Saturday, February 27, 2010

Chicago Gun Case
Could Restore
Other Civil Rights

by Clark Neily - February 26th, 2010 - Las Vegas Review-Journal

Gun owners aren't the only ones who should pay close attention to the "McDonald" Chicago gun-ban case, which will be argued before the U.S. Supreme Court March 2. If properly decided, the case could restore an important legal tool to protect the rights of small business owners and homeowners who face oppressive state and local government regulations.

Because the Supreme Court in McDonald may consider reinvigorating what is known as the "Privileges or Immunities clause" of the 14th Amendment, those engaged in civil rights battles nationwide may soon have a new arrow in their quiver to better defend the rights of homeowners and entrepreneurs. The clause states "No State shall make or enforce any law which shall abridge the privileges or immunities of citizens of the United States."

After the restoration of free speech rights, eviscerated ever since progressives gained ascendancy over our courts in the last century, it would be truly astonishing if Justice Kennedy could be persuaded to take this monunmental step. It is clear that with the replacement of Rehnquist by Roberts, individual liberties have gained a powerful new voice. Thomas, Alito and Scalia are solidly on board with Robert's new activism in support of the rule of law and our Constitution.

Kennedy is the swing vote between these four and the progressive wing of the court.

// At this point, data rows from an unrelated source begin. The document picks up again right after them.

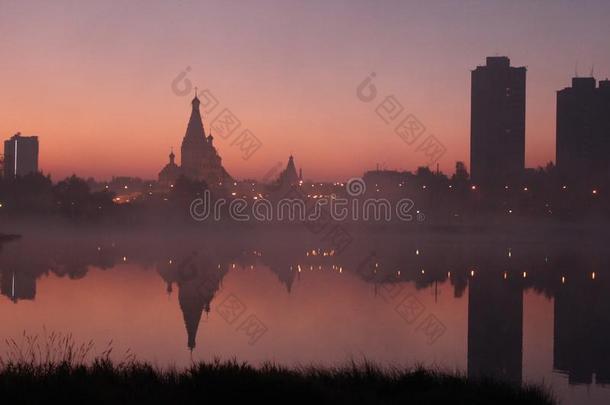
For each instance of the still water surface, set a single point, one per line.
(522, 309)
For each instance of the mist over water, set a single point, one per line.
(525, 304)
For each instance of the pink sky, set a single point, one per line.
(93, 80)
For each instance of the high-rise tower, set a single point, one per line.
(497, 126)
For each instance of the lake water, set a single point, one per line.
(522, 307)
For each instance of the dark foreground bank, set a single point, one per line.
(104, 382)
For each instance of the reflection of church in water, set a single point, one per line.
(200, 159)
(574, 280)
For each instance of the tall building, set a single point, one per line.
(20, 155)
(200, 160)
(497, 125)
(583, 128)
(170, 173)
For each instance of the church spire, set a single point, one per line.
(195, 129)
(172, 157)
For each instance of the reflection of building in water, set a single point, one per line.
(495, 327)
(198, 280)
(582, 328)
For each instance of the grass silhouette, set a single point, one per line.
(57, 370)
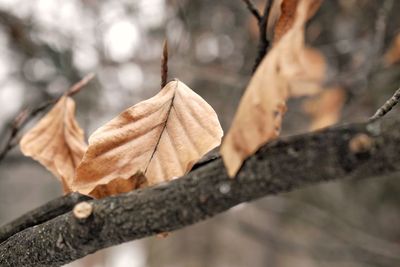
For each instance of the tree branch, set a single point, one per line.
(385, 108)
(25, 116)
(42, 214)
(281, 166)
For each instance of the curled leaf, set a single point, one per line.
(289, 69)
(57, 141)
(161, 137)
(288, 13)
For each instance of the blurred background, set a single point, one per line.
(47, 45)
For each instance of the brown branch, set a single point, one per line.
(253, 9)
(164, 65)
(263, 43)
(42, 214)
(281, 166)
(26, 116)
(389, 104)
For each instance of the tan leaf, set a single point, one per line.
(119, 185)
(325, 108)
(288, 13)
(161, 137)
(57, 141)
(283, 72)
(392, 55)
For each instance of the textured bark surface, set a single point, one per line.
(280, 166)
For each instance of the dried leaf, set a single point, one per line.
(57, 141)
(325, 108)
(283, 72)
(392, 55)
(161, 137)
(287, 16)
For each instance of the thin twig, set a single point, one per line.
(26, 115)
(389, 104)
(253, 9)
(164, 65)
(264, 43)
(42, 214)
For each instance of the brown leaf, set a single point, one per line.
(161, 137)
(325, 108)
(392, 55)
(282, 73)
(288, 13)
(57, 141)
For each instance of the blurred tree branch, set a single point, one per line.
(281, 166)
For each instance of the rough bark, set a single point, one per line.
(280, 166)
(42, 214)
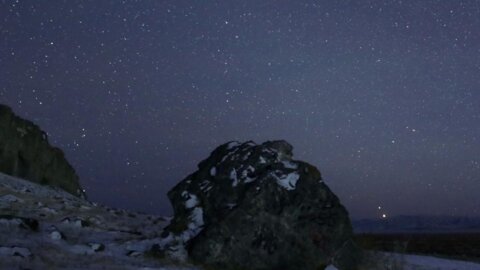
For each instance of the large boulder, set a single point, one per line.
(26, 153)
(252, 206)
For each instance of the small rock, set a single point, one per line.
(15, 251)
(97, 247)
(56, 235)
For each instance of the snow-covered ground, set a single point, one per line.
(45, 228)
(416, 262)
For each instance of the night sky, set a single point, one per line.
(382, 96)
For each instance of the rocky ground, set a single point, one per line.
(45, 228)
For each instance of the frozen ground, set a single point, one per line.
(415, 262)
(44, 228)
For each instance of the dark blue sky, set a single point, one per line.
(382, 96)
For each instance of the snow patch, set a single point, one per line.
(288, 181)
(233, 176)
(191, 201)
(289, 165)
(213, 171)
(231, 145)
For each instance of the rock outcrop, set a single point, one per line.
(26, 153)
(252, 206)
(46, 228)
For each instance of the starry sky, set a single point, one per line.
(382, 96)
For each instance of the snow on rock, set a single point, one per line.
(233, 176)
(10, 199)
(52, 229)
(288, 181)
(213, 171)
(191, 201)
(15, 251)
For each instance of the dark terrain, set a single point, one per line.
(461, 246)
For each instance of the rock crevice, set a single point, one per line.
(252, 206)
(26, 153)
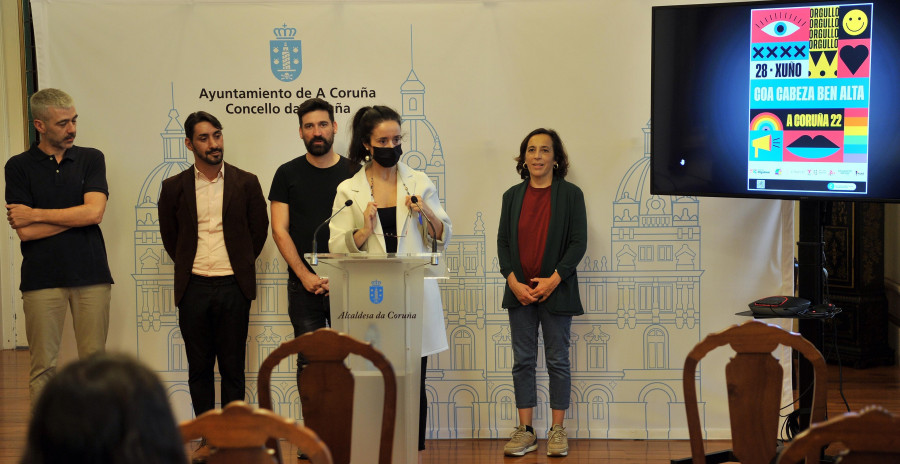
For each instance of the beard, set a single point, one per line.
(213, 157)
(318, 150)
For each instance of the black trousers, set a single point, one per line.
(213, 316)
(423, 405)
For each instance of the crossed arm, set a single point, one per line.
(35, 223)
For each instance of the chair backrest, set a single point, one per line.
(238, 434)
(754, 383)
(326, 388)
(870, 436)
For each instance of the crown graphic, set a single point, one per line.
(284, 32)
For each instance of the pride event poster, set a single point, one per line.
(809, 98)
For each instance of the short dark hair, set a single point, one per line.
(364, 122)
(104, 408)
(561, 159)
(314, 104)
(196, 118)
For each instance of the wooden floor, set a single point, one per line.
(879, 385)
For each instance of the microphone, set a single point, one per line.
(315, 259)
(434, 259)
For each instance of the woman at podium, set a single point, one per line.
(394, 209)
(541, 240)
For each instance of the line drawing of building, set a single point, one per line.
(641, 303)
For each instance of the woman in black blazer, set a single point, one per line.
(541, 240)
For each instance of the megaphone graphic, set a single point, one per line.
(762, 143)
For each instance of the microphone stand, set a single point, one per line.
(434, 256)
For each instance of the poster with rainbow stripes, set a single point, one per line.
(809, 98)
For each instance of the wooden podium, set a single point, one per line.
(378, 299)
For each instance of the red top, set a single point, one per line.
(534, 220)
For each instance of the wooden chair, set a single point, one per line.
(754, 382)
(238, 434)
(870, 436)
(326, 388)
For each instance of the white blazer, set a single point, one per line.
(412, 240)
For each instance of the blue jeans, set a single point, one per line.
(523, 327)
(308, 312)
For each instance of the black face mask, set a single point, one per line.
(387, 157)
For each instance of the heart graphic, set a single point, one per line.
(854, 57)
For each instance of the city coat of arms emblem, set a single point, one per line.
(285, 54)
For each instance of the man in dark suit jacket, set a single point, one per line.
(213, 222)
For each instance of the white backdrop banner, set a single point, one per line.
(470, 79)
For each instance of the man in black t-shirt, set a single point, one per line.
(302, 194)
(56, 195)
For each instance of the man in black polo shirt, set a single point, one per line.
(56, 195)
(302, 194)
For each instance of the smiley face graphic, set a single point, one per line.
(855, 22)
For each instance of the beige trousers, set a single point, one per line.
(45, 316)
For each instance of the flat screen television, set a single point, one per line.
(790, 100)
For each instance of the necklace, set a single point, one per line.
(372, 186)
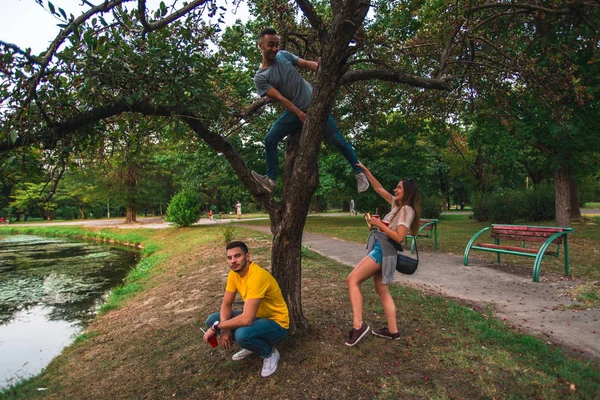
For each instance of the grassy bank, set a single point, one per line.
(455, 231)
(149, 346)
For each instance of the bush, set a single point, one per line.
(539, 205)
(499, 208)
(508, 206)
(481, 206)
(431, 206)
(184, 209)
(228, 232)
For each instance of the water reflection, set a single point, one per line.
(49, 289)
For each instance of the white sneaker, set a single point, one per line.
(240, 355)
(265, 181)
(362, 183)
(270, 364)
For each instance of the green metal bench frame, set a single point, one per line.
(561, 234)
(426, 223)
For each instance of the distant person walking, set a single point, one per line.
(238, 209)
(380, 261)
(279, 80)
(264, 320)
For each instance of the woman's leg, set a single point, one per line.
(389, 307)
(365, 269)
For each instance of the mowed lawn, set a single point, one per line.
(148, 345)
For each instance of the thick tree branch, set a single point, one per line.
(58, 41)
(217, 142)
(149, 27)
(313, 18)
(530, 7)
(393, 76)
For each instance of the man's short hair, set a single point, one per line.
(268, 31)
(239, 244)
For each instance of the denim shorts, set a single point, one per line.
(375, 253)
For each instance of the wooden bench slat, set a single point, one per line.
(519, 228)
(535, 239)
(546, 236)
(513, 248)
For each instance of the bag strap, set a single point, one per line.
(416, 248)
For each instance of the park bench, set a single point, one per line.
(547, 235)
(428, 229)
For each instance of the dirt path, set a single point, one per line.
(533, 308)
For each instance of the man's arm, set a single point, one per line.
(226, 324)
(310, 65)
(245, 318)
(275, 95)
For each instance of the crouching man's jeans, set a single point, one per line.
(258, 337)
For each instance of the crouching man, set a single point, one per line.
(264, 320)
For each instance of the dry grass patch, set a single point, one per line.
(151, 348)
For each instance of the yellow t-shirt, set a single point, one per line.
(258, 283)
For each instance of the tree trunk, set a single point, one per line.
(131, 203)
(562, 187)
(575, 209)
(130, 215)
(287, 225)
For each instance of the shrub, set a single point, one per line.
(499, 207)
(431, 206)
(539, 204)
(481, 207)
(506, 207)
(184, 209)
(228, 232)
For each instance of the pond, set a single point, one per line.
(50, 288)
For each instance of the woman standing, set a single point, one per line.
(380, 261)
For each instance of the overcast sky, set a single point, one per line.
(26, 24)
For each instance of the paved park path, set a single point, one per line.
(533, 308)
(530, 307)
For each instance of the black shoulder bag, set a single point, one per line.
(407, 265)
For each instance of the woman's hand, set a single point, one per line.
(208, 334)
(376, 222)
(226, 338)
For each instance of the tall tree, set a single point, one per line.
(163, 67)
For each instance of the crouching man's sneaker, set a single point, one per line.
(362, 183)
(357, 334)
(270, 364)
(385, 333)
(268, 184)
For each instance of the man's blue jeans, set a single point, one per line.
(287, 124)
(258, 337)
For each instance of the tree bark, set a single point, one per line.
(131, 202)
(575, 209)
(562, 191)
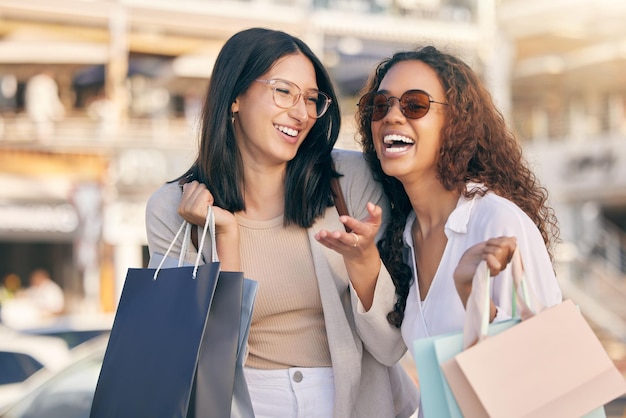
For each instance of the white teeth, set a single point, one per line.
(391, 139)
(286, 130)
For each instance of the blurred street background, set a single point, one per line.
(100, 99)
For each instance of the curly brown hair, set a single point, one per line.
(476, 146)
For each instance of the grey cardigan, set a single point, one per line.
(364, 347)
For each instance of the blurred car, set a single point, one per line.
(65, 393)
(23, 355)
(75, 329)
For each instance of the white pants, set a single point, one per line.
(291, 393)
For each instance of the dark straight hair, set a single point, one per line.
(245, 57)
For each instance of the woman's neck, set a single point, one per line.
(264, 194)
(432, 204)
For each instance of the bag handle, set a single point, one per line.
(209, 227)
(478, 304)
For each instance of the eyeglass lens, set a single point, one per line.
(414, 104)
(287, 95)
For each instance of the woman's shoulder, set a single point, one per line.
(491, 210)
(165, 194)
(163, 201)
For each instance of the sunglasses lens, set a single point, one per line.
(415, 104)
(380, 106)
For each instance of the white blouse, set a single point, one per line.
(474, 221)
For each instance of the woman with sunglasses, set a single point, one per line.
(265, 162)
(455, 177)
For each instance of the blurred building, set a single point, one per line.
(131, 75)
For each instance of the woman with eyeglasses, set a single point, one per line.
(265, 162)
(455, 177)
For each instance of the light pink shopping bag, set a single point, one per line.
(548, 365)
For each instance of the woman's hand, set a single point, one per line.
(359, 251)
(497, 252)
(193, 207)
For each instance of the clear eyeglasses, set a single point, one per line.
(287, 94)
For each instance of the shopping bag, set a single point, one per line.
(429, 354)
(176, 333)
(549, 364)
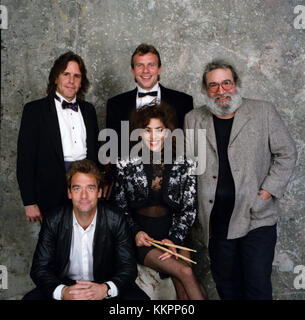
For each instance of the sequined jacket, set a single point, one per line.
(133, 187)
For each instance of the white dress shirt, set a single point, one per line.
(80, 266)
(72, 131)
(148, 99)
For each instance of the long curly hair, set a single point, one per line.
(60, 65)
(139, 119)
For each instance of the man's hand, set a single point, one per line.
(264, 195)
(85, 290)
(142, 239)
(167, 255)
(33, 213)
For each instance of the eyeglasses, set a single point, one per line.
(226, 85)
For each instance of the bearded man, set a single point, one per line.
(250, 157)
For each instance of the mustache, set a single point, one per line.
(222, 96)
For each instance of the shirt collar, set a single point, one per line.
(62, 98)
(92, 224)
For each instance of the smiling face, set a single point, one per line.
(218, 76)
(84, 193)
(146, 70)
(154, 135)
(69, 81)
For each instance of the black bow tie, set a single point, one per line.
(70, 105)
(149, 93)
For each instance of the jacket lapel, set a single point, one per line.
(99, 240)
(242, 116)
(52, 122)
(208, 124)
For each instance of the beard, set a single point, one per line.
(224, 108)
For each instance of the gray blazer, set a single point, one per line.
(262, 155)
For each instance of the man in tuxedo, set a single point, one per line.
(54, 132)
(84, 250)
(146, 68)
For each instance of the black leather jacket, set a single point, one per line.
(113, 251)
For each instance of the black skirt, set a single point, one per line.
(156, 227)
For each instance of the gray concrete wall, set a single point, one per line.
(257, 35)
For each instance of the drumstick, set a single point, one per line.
(173, 253)
(174, 246)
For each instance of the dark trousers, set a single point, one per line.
(241, 268)
(133, 292)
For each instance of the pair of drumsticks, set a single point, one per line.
(156, 244)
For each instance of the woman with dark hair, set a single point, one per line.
(158, 198)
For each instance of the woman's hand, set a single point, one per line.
(142, 239)
(167, 255)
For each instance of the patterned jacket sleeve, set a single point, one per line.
(121, 199)
(184, 219)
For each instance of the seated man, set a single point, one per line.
(84, 252)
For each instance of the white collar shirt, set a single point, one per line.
(72, 131)
(148, 99)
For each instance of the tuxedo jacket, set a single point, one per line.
(40, 161)
(120, 106)
(113, 250)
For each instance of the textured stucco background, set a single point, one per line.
(257, 35)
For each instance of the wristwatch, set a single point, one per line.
(108, 289)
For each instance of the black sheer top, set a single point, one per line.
(155, 206)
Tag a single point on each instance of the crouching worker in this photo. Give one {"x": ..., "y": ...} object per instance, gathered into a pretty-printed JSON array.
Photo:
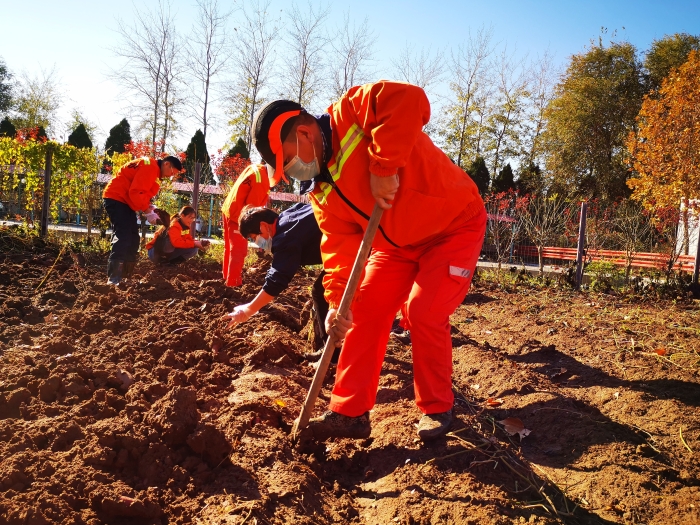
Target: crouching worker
[
  {"x": 172, "y": 242},
  {"x": 130, "y": 191},
  {"x": 294, "y": 239},
  {"x": 251, "y": 188}
]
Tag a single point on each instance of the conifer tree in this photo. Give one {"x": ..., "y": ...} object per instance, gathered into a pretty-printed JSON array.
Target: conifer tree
[{"x": 79, "y": 138}]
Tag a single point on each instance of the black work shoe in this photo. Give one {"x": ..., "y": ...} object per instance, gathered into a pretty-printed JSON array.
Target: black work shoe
[
  {"x": 432, "y": 426},
  {"x": 316, "y": 356},
  {"x": 403, "y": 337},
  {"x": 114, "y": 272},
  {"x": 332, "y": 424}
]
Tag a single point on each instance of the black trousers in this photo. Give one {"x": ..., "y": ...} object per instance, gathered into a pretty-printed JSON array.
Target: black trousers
[
  {"x": 320, "y": 311},
  {"x": 125, "y": 236}
]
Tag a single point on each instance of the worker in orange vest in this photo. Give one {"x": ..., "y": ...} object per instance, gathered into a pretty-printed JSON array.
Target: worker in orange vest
[
  {"x": 130, "y": 191},
  {"x": 371, "y": 148},
  {"x": 251, "y": 188}
]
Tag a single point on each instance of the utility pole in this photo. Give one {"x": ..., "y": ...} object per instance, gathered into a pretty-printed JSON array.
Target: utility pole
[
  {"x": 581, "y": 244},
  {"x": 45, "y": 211}
]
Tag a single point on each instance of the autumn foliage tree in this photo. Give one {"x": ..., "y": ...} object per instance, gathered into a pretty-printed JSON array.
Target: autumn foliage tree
[{"x": 665, "y": 150}]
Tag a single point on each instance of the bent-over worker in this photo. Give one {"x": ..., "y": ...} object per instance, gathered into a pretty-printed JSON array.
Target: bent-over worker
[
  {"x": 130, "y": 191},
  {"x": 294, "y": 239},
  {"x": 371, "y": 148}
]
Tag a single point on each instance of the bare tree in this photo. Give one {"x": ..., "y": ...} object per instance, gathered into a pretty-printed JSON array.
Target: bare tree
[
  {"x": 542, "y": 221},
  {"x": 254, "y": 62},
  {"x": 632, "y": 227},
  {"x": 37, "y": 101},
  {"x": 506, "y": 115},
  {"x": 148, "y": 46},
  {"x": 304, "y": 65},
  {"x": 171, "y": 82},
  {"x": 470, "y": 88},
  {"x": 207, "y": 55},
  {"x": 353, "y": 48},
  {"x": 502, "y": 226},
  {"x": 423, "y": 69},
  {"x": 541, "y": 83}
]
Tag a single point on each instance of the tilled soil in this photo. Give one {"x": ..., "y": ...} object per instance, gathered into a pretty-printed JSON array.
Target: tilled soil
[{"x": 136, "y": 405}]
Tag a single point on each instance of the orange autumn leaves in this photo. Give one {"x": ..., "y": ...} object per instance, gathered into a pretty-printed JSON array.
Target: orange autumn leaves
[{"x": 665, "y": 150}]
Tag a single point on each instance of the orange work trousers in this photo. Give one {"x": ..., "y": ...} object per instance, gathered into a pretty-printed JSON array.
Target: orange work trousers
[
  {"x": 432, "y": 279},
  {"x": 235, "y": 251}
]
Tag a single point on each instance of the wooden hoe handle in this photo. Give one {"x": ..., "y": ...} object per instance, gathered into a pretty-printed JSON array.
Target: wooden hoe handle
[{"x": 307, "y": 408}]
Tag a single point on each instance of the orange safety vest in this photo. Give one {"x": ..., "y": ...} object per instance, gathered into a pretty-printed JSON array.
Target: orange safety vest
[
  {"x": 135, "y": 184},
  {"x": 378, "y": 128}
]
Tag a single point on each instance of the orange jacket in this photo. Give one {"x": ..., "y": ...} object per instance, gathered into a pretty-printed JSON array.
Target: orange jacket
[
  {"x": 251, "y": 188},
  {"x": 378, "y": 128},
  {"x": 177, "y": 238},
  {"x": 135, "y": 184}
]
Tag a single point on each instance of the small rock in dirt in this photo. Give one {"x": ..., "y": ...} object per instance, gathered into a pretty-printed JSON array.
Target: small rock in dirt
[
  {"x": 12, "y": 401},
  {"x": 175, "y": 416},
  {"x": 645, "y": 450},
  {"x": 126, "y": 379},
  {"x": 48, "y": 388},
  {"x": 285, "y": 361},
  {"x": 210, "y": 443}
]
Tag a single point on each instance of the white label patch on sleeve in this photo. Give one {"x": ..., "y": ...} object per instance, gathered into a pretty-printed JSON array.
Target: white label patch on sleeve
[{"x": 460, "y": 272}]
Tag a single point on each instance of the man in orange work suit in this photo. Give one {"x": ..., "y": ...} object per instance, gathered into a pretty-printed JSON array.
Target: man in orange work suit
[
  {"x": 129, "y": 191},
  {"x": 370, "y": 147},
  {"x": 252, "y": 187}
]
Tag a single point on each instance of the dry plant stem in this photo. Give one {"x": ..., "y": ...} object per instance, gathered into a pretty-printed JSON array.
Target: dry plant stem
[
  {"x": 50, "y": 269},
  {"x": 506, "y": 459},
  {"x": 680, "y": 433}
]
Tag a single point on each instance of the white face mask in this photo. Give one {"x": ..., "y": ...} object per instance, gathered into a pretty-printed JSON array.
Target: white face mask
[
  {"x": 300, "y": 170},
  {"x": 264, "y": 244}
]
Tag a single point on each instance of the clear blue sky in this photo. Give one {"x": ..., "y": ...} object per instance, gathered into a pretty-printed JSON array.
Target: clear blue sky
[{"x": 75, "y": 36}]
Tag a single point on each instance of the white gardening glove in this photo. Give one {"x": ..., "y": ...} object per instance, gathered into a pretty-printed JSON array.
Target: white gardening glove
[{"x": 338, "y": 326}]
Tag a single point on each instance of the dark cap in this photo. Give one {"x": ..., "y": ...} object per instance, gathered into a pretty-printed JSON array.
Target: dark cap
[
  {"x": 270, "y": 118},
  {"x": 174, "y": 162}
]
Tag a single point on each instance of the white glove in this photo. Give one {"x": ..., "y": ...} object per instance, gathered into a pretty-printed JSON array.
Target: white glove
[{"x": 240, "y": 314}]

Stevens, Ginsburgh, Breyer and Sotomayor will oppose this. You can expect another dissent with snarling and angry language at the idea that the rule of judges will be weakened through a return to respect for the Constitutional rights of citizens.

Of course, first Kennedy has to sign on - and that is never a sure thing. Who knows where he stands on anything? As a moderate his views are whimsical and inconsistent. Like the last so-called moderate on the court, O'Connor, his votes are never based on a theory of government or law that anyone can make sense of.

That is why I cannot get too excited about the chances for a sane ruling on this case until Kennedy actually votes.